LLM Tag Parser #

The streaming tag parser for AI applications

Parse and isolate tagged blocks reactively as LLM responses stream in. Subscribe to blocks and receive values chunk-by-chunk as they are generated: no waiting for the complete response.

API Docs · GitHub

Table of Contents #

The Problem
The Solution
Quick Start
How It Works
Feature Highlights
Complete Example
API Reference
Robustness
LLM Provider Setup
Contributing
License

The Problem #

LLMs stream responses token-by-token. Often, they generate mixed responses containing both conversational text and specialized blocks like thoughts, tool calls, or code blocks.
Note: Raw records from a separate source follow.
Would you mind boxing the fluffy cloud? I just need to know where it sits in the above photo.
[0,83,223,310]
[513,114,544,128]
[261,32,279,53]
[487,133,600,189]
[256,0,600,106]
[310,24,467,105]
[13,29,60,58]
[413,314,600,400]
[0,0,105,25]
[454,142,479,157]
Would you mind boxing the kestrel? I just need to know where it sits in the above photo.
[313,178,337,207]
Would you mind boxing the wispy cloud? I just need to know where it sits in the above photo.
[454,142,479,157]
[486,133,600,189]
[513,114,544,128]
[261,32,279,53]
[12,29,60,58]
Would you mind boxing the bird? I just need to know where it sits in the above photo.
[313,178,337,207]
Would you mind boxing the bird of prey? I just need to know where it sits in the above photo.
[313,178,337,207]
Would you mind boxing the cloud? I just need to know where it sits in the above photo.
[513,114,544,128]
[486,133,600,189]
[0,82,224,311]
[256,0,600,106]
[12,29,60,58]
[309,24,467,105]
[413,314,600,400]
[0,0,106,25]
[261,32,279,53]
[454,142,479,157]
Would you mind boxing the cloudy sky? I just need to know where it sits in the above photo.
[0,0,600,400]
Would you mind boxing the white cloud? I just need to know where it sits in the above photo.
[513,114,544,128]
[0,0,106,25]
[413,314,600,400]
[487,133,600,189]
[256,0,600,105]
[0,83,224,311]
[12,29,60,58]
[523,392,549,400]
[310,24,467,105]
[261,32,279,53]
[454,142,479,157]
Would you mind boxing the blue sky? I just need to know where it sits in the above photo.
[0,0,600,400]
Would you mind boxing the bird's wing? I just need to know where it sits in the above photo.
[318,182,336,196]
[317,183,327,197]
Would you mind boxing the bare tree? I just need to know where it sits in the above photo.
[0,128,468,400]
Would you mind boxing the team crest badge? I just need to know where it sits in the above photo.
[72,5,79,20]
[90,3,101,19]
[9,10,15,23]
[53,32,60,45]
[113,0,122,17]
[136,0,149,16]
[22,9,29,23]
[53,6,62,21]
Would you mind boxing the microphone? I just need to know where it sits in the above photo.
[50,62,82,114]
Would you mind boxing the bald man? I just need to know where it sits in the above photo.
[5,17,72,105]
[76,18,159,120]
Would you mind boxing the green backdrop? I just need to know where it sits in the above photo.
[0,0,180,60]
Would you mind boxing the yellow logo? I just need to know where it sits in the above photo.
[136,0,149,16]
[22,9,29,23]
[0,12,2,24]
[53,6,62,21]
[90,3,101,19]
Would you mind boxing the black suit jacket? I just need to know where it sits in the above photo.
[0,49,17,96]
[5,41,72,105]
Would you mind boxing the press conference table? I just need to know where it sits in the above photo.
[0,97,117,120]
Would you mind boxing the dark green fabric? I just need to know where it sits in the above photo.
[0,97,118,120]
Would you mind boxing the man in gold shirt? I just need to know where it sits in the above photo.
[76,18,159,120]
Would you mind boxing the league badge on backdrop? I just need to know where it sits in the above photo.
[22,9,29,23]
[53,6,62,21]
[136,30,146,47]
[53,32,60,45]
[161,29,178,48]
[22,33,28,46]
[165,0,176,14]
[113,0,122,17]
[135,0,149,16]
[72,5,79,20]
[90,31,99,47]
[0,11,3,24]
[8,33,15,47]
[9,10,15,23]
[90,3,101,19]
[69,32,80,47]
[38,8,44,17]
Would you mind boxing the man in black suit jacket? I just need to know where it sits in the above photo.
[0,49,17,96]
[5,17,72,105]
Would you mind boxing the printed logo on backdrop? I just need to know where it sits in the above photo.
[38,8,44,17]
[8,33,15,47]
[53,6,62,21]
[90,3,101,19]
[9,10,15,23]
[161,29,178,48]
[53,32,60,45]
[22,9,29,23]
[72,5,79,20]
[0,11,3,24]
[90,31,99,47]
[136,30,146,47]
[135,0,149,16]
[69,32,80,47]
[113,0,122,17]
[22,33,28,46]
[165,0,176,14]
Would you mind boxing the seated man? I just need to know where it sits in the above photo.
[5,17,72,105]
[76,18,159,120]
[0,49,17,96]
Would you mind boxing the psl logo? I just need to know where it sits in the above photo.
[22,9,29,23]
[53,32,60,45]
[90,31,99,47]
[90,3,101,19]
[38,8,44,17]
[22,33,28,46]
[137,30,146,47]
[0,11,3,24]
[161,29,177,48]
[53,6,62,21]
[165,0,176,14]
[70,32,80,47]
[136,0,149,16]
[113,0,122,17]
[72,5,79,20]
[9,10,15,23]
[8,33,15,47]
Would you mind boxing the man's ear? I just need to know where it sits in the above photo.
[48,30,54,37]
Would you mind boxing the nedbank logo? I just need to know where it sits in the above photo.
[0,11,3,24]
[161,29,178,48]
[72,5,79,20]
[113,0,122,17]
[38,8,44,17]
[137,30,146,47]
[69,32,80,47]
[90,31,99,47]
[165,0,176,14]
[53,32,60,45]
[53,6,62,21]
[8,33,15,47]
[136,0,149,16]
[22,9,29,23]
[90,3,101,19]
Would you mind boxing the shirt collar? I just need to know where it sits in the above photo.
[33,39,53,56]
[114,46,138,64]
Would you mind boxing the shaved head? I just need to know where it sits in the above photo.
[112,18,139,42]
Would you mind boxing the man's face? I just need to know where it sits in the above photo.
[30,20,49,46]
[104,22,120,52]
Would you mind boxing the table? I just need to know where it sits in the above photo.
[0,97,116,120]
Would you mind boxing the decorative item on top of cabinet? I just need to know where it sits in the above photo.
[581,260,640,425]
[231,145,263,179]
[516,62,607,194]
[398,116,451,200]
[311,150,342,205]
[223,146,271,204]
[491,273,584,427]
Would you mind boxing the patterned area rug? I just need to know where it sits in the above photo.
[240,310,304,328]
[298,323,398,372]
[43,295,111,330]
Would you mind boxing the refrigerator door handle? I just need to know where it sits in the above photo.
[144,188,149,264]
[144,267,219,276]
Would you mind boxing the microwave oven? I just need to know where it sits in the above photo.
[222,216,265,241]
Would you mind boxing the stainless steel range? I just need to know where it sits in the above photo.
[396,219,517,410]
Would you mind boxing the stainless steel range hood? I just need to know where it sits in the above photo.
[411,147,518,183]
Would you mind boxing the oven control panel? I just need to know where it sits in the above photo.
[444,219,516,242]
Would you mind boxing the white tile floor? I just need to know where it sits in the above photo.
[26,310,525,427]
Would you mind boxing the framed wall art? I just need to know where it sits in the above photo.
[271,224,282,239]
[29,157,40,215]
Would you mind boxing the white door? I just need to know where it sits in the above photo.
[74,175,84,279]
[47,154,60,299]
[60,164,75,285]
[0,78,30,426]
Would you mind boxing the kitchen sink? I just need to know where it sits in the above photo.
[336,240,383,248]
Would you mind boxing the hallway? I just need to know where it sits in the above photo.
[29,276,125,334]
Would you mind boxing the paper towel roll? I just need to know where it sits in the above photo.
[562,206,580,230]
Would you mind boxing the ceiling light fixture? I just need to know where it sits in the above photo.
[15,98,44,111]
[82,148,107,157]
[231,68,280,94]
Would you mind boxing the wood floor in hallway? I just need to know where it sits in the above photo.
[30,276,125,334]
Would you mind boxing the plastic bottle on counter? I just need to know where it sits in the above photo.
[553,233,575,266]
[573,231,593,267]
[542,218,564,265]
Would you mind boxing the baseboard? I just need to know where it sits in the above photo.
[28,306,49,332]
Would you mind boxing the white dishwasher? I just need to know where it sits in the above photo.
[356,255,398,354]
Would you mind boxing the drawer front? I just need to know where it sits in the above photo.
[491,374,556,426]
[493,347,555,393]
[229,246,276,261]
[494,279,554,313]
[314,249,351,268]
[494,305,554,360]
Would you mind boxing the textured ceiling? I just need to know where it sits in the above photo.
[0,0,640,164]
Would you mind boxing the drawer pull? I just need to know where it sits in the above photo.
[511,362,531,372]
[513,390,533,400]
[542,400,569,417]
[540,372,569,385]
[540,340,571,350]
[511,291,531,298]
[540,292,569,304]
Traditional string-searching or regex-based approaches fail because:

Approach	Problem
Wait for complete response	Introduces high latency, defeats the purpose of streaming
Substring search on raw stream	Fails on partial tags split across chunks, high complexity
Custom state-machine parser	Hard to implement, error-prone, handles boundaries poorly

The Solution #

LLM Tag Parser processes streams token-by-token as they arrive, allowing you to subscribe to content inside tags, content outside tags, and even nested tags the moment they begin streaming.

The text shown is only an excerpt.